其二,戏剧小品的大众化审美消费效应还突出地体现在其“娱乐”功能和“游戏”准则上。
长期以来我们总是念叨着艺术的“寓教于乐”的作用,情况却往往是,把艺术的“教化”功能强调到了极端,“乐”则乐不起来,艺术仅仅成了“载道”的工具而已。另外,过去对“寓教于乐”的理解也存在着偏失,将“寓教于乐”之“乐”理解为艺术表现和传达,于是“寓教于乐”被解释为“教化”的使命寄寓在艺术之中,换言之,不敢提艺术的“娱乐”功能,否则将是离经叛道。
马克思曾说过:“物质的生产方式制约着整个社会生活、政治生活和精神生活的过程。”从80年代后期开始直至现在,中国的整个物质生产方式、经济活动方式、社会生活行为已走上以市场经济和商品生产为基本价值准则的运行轨道。在这么一个由于商品膨胀、竞争激烈而造成人们一种普遍的精神压抑感,因分工细致、操作日趋精密而逐渐导致人类心智的单向度发展的市场经济社会,当代人在挨过了一天紧张而沉重时光后,在精神上势必产生寻“欢”作“乐”、放松解脱的欲望。发了财的就上“夜总会”、“娱乐城”、“音乐茶座”潇洒一回,“游戏”一场,而大多数人则拧开电视机纽,在包括戏剧小品在内的电视节目中寻求“开心一刻”,犹如孩童在抓迷藏和玩电子游戏等“游戏”中寻找快感乐趣一样。而且,由于戏剧小品在其主题内涵、题材选择、表达手法上的世俗性、时尚性、趣味性和通俗性,真正做到了“贴近大众”、“贴近生活”,因而能以繁忙工作后的游戏形式和轻松原则参与和调整大众的精神生活,能以压抑意识的释放来缓解人们蓄积在内心的紧张情绪。从而使工作和生活在形形色色的规范之中的当代人从缜密的逻辑制约和功利性很强的冷静沉思中暂时解脱出来,发出舒心一笑、会心一笑、开心一笑。正是在这样的(即使是一点点)招之即来的快乐和安慰中,戏剧小品充分地显示出其大众审美消费效应,成为当前艺术舞台上一种重要的甚至是不可或缺的演出样式。

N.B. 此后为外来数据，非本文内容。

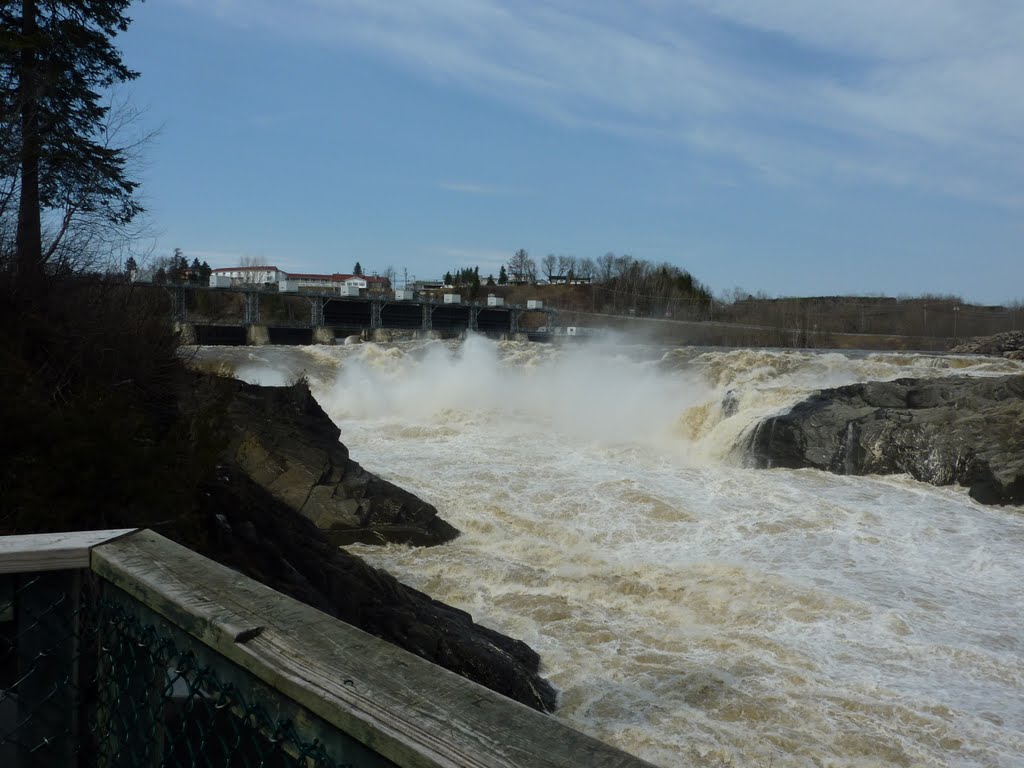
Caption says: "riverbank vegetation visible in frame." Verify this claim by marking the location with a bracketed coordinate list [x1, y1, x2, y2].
[494, 278, 1021, 347]
[0, 1, 220, 537]
[0, 274, 223, 539]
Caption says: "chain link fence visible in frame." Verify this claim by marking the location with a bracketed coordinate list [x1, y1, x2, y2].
[1, 572, 368, 767]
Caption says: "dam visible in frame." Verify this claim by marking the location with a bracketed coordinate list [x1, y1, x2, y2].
[166, 284, 558, 345]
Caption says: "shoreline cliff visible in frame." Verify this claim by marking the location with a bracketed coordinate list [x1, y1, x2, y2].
[184, 371, 559, 712]
[747, 373, 1024, 505]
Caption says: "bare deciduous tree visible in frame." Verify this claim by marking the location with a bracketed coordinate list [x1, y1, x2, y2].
[541, 253, 557, 282]
[508, 248, 536, 284]
[557, 254, 577, 277]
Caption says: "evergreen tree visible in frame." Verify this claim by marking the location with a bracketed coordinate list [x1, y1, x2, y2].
[124, 255, 137, 280]
[486, 274, 495, 287]
[1, 0, 141, 288]
[498, 265, 508, 285]
[169, 248, 186, 283]
[353, 261, 363, 276]
[444, 271, 453, 286]
[199, 261, 212, 282]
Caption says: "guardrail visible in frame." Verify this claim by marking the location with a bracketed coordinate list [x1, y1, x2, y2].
[0, 530, 654, 767]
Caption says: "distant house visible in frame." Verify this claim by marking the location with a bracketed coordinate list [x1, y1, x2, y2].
[211, 266, 389, 295]
[211, 266, 286, 285]
[549, 274, 591, 286]
[363, 276, 391, 294]
[285, 273, 350, 292]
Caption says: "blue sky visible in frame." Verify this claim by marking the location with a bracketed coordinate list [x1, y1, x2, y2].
[117, 1, 1024, 303]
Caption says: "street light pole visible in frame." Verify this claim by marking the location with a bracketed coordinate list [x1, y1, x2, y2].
[953, 305, 960, 340]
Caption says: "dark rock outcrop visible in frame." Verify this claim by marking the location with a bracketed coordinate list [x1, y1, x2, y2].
[217, 376, 459, 546]
[951, 330, 1024, 359]
[747, 374, 1024, 505]
[179, 373, 558, 711]
[197, 466, 558, 713]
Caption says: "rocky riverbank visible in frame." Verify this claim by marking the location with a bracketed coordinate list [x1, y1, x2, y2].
[0, 277, 556, 712]
[184, 372, 558, 712]
[218, 375, 459, 546]
[747, 373, 1024, 505]
[951, 330, 1024, 359]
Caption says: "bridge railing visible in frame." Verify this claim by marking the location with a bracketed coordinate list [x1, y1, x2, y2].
[0, 530, 653, 768]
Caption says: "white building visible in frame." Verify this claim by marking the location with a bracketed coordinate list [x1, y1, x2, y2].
[211, 266, 286, 285]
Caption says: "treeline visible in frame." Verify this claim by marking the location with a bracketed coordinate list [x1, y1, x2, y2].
[717, 294, 1024, 341]
[149, 248, 212, 285]
[587, 255, 712, 317]
[443, 266, 488, 298]
[498, 249, 712, 316]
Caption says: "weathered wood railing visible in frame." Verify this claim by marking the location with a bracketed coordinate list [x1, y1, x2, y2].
[0, 529, 655, 767]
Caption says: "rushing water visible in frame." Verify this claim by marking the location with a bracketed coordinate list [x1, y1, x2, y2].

此外,戏剧小品还有一种具体制作和操作的优势。它花钱不多、用人有限,不需要大的场地和复杂的布景,写起来快(有时一个提纲就可以),排起来容易,业余性质的也能承受,士、农、工、学、商均可一试身手。简言之,这种简便易行的艺术优势,使它易于流行和推广,从而也能最大限度地发挥其“游戏”作用和“娱乐”(也包括群众性的自娱)功能,或者说,戏剧小品的蓬勃兴起和迅速发展是和大众的娱乐消遣需求密不可分的。
与此相关的是戏剧小品的喜剧化基调。很明显,近年来戏剧小品是以喜剧小品为龙头和主体的,即便是不属于喜剧小品之列的也程度不同地染上了喜剧色调。
如前所述,当今中国在精神文化的进化程度上正呈现出前工业社会、工业社会和后工业社会三种社会因素相互补充和交织的复杂局面,因此,当代中国人(尤其是城里人)并不比后工业社会的西方人少一份孤独和紧张,恰恰相反,中国与其他发展中国家一样对于西方后工业社会的东西常常是未得其利而先受其扰,没来由地咀嚼着那份内心的不安和苦涩。由于传统的价值体系的无形消隐和过去那种超稳定的社会文化秩序的相对失范,当代社会似乎进入一种“怎样都行”的状态。80年代价值文化中的英雄主义、理想主义以及对历史的思辨,对人文精神的弘扬已无形中退居到90年代价值域界的边缘,世俗化的、大众化的、平民化的、实用化的东西被更多的地关注着。如果说悲剧所关心的是英雄的故事,那么喜剧恰好与普通人和平凡人有着内在的亲缘性,加之喜剧具有天然的大众性和通俗性,因此喜剧艺术很容易在当前的社会文化环境中得以兴旺发展。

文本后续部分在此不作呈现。